Потом меня с детьми выпускали во двор, сами садились поговорить, обменяться подарками, накрыть на стол, и я знала, что бабушкино недремлющее око следит за мной с неба: что бы я ни делала и как далеко ни забралась, ее высокий резкий голос настигал меня и возвращал в безопасное положение.
Иногда мы перебирались на холм напротив — там жила вторая половина родни, разделяло два холма крошечное ущелье с ручьем посередине, и можно было попасть туда двумя путями: длинный вариант — по обычной дороге, и второй — напрямик, через ручей, кусты, обвитые колючками, сначала скользкий спуск и потом крутой подъем.
Там было больше детей и гораздо веселее, к тому же местность не просматривалась так четко и можно было слинять от бабушки хоть в лесок неподалеку.
В тот раз мы поддались на уговоры и остались ночевать у дяди Ризы.
Я очень любила дядю Ризу, выделяя его из многочисленных маминых двоюродных братьев — был он какой-то особенно опрятный, белозубый, красивый — как полковники у Маркеса, это я позже поняла.

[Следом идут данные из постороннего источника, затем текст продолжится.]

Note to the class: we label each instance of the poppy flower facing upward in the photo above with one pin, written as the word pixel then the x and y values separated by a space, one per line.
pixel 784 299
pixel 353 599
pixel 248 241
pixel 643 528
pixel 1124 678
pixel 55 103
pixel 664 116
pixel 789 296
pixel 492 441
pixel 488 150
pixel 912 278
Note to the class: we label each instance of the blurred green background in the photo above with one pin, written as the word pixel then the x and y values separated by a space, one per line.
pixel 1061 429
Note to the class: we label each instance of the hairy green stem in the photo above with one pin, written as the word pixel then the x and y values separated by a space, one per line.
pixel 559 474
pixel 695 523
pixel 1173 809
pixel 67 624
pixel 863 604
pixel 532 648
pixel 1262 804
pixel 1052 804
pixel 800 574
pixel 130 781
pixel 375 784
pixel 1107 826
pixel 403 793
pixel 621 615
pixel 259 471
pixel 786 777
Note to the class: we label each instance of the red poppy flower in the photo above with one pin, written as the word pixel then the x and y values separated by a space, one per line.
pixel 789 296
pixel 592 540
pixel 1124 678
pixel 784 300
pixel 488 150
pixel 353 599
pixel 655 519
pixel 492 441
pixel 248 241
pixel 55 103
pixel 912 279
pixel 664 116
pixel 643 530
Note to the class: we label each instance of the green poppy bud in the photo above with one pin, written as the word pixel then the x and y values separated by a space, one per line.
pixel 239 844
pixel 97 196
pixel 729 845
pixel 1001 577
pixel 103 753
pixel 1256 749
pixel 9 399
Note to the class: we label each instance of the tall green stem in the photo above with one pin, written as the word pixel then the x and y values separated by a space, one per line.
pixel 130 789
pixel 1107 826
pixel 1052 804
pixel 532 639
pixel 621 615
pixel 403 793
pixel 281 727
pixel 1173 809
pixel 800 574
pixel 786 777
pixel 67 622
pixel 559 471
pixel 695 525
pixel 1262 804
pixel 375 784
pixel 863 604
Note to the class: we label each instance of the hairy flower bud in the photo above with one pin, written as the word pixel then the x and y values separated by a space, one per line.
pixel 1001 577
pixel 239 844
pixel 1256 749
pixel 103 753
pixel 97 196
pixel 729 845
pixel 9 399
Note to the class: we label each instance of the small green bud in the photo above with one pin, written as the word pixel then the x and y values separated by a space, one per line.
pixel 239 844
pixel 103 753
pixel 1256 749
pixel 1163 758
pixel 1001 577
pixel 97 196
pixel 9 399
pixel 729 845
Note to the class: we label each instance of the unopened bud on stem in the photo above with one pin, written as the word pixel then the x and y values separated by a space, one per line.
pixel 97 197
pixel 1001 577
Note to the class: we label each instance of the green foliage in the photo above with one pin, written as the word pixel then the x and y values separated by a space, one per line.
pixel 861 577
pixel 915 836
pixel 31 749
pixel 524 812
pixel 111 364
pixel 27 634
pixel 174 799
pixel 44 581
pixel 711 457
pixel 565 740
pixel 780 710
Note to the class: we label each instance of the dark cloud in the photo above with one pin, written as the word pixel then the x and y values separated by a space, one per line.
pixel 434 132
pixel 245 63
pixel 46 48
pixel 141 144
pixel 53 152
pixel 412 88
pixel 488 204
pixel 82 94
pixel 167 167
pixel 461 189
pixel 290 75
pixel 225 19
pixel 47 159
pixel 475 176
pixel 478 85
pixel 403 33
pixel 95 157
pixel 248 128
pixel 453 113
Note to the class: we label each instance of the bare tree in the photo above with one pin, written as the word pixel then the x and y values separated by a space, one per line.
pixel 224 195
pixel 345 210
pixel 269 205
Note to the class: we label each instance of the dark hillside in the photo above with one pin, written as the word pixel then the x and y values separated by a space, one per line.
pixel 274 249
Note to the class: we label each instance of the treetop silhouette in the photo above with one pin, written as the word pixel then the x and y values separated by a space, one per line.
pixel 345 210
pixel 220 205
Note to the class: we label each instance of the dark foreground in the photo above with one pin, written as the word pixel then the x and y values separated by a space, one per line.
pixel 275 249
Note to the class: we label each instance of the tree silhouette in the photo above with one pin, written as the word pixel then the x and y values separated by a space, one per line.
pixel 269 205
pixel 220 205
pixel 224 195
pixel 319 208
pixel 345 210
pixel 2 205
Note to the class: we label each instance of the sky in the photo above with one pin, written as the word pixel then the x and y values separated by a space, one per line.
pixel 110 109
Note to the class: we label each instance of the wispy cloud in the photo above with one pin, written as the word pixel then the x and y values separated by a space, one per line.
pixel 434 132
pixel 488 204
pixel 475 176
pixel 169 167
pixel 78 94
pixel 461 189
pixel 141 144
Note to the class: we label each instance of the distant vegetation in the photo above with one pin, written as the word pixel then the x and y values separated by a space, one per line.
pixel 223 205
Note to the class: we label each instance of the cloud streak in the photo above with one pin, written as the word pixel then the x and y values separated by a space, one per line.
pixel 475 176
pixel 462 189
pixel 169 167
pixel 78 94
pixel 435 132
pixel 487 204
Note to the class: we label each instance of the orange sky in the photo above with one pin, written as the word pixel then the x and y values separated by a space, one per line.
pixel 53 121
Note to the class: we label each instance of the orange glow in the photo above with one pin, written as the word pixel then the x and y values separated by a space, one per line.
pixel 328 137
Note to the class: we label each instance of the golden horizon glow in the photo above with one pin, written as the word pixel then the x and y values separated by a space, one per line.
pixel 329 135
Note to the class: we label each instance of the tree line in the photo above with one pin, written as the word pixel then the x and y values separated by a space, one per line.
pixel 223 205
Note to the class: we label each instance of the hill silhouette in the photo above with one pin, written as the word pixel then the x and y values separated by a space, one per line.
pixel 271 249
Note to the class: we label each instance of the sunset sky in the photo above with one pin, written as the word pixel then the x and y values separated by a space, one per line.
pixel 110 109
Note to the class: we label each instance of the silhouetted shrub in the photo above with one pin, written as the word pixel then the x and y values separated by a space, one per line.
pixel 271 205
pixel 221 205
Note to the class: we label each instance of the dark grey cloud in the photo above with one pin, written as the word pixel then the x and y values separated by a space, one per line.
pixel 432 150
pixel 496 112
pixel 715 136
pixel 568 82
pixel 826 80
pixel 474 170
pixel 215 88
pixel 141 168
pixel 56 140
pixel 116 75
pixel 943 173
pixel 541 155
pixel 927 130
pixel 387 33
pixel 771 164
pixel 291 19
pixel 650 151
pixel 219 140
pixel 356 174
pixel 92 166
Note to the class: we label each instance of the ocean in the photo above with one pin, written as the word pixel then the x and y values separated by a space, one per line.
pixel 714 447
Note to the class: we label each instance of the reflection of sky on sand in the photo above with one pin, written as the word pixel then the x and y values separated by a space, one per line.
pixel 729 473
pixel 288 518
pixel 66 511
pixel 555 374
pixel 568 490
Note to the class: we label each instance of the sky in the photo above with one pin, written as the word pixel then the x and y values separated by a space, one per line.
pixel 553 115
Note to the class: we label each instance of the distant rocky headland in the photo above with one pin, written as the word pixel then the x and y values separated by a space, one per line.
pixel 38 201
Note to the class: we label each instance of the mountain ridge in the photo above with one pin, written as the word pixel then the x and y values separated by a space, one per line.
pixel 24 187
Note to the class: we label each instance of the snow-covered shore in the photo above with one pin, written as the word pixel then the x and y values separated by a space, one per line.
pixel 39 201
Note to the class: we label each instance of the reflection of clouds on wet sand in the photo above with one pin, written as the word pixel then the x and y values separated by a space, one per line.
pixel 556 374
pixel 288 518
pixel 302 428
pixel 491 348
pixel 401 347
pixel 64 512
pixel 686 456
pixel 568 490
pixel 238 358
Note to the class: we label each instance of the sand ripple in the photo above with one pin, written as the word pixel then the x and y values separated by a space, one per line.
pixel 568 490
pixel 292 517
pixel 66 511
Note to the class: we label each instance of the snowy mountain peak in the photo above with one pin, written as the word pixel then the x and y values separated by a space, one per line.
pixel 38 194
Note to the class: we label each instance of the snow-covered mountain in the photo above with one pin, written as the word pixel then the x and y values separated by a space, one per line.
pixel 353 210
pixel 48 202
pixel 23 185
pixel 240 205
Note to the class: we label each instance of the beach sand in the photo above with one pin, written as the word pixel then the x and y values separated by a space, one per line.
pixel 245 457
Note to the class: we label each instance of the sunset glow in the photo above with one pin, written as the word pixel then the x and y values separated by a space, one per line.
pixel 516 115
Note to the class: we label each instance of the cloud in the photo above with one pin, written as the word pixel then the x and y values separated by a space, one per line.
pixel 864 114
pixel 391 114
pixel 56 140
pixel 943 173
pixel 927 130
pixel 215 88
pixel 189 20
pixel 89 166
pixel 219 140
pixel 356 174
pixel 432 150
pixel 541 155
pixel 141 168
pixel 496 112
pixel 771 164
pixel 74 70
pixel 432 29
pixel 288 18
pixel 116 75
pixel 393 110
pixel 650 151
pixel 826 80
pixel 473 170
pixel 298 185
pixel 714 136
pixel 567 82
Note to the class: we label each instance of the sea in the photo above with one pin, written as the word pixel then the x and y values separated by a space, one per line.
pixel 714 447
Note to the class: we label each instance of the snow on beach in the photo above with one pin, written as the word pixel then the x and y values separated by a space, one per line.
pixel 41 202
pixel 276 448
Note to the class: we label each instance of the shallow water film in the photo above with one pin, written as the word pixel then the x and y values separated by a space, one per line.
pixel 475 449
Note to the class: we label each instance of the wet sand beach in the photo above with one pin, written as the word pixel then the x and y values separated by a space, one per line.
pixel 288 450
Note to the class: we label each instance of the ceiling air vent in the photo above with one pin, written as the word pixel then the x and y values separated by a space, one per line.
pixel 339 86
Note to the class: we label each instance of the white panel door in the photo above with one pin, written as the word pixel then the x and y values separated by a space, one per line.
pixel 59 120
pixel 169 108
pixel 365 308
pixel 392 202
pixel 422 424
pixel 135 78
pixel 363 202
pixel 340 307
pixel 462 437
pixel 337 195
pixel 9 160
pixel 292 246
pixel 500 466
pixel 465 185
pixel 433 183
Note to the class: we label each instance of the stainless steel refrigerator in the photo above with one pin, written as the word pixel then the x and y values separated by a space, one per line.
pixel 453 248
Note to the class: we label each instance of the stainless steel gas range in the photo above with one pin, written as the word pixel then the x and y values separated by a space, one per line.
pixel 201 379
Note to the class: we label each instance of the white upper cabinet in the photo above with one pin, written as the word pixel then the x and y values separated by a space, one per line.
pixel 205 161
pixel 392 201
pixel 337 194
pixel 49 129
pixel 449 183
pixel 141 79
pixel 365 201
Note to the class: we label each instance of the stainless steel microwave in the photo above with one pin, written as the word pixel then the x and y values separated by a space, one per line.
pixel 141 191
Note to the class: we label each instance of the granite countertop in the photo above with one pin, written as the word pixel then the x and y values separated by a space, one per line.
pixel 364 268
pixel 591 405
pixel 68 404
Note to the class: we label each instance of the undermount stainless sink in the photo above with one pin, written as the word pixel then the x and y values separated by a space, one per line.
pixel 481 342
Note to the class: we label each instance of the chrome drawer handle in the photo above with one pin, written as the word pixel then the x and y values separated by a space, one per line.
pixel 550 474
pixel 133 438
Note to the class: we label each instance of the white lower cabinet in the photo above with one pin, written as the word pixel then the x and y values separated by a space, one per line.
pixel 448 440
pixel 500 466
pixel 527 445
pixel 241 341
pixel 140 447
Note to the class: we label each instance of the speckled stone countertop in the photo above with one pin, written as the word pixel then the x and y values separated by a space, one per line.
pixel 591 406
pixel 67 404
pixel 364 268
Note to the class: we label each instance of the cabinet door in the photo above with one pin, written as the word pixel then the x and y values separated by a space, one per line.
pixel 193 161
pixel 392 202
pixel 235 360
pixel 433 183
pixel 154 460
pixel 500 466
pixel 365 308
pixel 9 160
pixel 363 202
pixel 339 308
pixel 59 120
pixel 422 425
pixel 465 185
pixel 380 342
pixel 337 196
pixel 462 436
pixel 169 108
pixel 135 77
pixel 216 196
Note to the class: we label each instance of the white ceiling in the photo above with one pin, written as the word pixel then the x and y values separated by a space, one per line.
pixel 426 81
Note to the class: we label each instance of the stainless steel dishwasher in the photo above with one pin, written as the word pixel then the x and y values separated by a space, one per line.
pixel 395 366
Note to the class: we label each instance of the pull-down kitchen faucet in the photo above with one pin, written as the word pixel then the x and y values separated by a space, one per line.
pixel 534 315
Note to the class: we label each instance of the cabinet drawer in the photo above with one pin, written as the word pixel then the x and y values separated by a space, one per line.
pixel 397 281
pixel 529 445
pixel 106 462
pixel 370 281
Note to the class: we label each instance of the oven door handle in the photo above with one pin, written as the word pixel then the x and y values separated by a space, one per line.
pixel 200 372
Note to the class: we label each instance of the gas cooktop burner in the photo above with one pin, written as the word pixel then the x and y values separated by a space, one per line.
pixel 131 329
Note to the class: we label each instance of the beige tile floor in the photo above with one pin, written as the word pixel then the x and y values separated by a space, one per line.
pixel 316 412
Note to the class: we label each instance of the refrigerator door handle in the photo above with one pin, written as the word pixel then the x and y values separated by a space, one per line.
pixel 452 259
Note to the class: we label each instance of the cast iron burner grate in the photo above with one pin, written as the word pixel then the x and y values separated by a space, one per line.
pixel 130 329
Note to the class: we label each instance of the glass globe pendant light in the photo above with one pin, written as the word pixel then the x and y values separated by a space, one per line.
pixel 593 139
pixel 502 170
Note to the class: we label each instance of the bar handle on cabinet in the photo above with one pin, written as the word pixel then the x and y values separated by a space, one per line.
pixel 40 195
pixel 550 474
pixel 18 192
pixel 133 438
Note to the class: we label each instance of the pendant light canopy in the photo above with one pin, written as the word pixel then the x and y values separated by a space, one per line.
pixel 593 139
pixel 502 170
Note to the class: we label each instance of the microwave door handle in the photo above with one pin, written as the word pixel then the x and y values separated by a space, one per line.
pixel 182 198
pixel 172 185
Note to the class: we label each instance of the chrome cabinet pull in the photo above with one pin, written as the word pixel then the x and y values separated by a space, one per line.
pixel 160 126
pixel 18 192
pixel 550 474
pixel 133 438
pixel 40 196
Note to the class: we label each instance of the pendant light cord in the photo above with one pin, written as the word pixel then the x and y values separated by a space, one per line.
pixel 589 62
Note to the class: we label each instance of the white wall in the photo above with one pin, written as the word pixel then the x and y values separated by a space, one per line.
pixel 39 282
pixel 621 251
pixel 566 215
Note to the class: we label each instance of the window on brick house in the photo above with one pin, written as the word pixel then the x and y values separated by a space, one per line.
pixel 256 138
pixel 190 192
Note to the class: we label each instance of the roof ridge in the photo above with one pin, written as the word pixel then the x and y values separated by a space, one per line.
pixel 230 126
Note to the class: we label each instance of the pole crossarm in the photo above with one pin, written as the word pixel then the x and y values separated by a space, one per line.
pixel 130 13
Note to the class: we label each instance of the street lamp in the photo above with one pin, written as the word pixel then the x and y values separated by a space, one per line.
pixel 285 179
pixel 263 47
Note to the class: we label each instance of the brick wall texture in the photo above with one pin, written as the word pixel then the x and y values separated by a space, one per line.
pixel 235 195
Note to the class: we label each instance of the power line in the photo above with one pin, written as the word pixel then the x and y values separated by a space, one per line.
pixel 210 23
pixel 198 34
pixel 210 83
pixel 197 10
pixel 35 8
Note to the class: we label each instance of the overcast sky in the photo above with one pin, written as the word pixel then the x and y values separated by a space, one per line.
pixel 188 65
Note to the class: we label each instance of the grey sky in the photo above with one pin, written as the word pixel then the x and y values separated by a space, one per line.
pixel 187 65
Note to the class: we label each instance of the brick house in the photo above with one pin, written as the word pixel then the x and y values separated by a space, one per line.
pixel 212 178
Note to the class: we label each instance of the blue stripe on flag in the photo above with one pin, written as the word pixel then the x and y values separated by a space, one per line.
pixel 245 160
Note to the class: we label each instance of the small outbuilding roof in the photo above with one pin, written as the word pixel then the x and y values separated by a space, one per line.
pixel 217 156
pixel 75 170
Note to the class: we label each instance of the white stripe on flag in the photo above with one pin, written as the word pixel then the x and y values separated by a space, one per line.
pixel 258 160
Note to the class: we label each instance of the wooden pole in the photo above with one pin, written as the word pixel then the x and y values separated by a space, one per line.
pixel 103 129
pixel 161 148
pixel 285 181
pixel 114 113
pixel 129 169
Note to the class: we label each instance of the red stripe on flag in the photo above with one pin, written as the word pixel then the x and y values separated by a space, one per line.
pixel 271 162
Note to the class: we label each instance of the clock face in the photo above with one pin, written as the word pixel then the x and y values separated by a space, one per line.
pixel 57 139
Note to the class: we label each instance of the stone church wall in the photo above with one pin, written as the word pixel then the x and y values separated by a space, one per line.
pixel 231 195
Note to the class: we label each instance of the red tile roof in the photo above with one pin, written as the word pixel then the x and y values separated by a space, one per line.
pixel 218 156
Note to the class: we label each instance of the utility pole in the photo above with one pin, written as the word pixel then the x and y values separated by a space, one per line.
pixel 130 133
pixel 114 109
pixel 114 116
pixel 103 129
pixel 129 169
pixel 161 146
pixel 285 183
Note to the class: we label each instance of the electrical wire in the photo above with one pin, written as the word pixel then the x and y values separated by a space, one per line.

Когда я свалилась в его доме с лестницы спиной на железную печку, он быстро и искусно успокоил меня и заткнул голосящих баб: «Что вы ребенка пугаете, с ней все хорошо — да, ты же молодец? А ну давай мы с тобой пойдем гуся дразнить».
Он слегка был похож и на Дон Кихота — сухопарый, с черными усами, с приятнейшей улыбкой идальго, но всегда слегка печальный. Все остальные в этой семье были совсем не такие: рыжие и корявые. Бабушка терпеть не могла его жену и тихо говорила маме, что «эта жаба окрутила такого парня!».
Насчет «парня» мне было слышать удивительно, потому что Риза казался ненамного моложе бабушки, а вот насчет жабы я была целиком и полностью согласна. Мало того, что тетка была толстая, рыхлая, рыжая и конопатая, так она вечно потела и особенно усердно лезла целоваться! Я невоспитанно выла перед каждой такой процедурой, потом демонстративно вытирала лицо после ее объятий, и бабушка мне выговаривала при всех — конечно, тетка это все делала специально, чтоб подставить меня.
Вечером, когда все сидели разомлевшие после ужина, пришла молодая невестка — на свадьбу меня тогда не взяли, и было ужасно любопытно, какая же у них новая женщина в доме.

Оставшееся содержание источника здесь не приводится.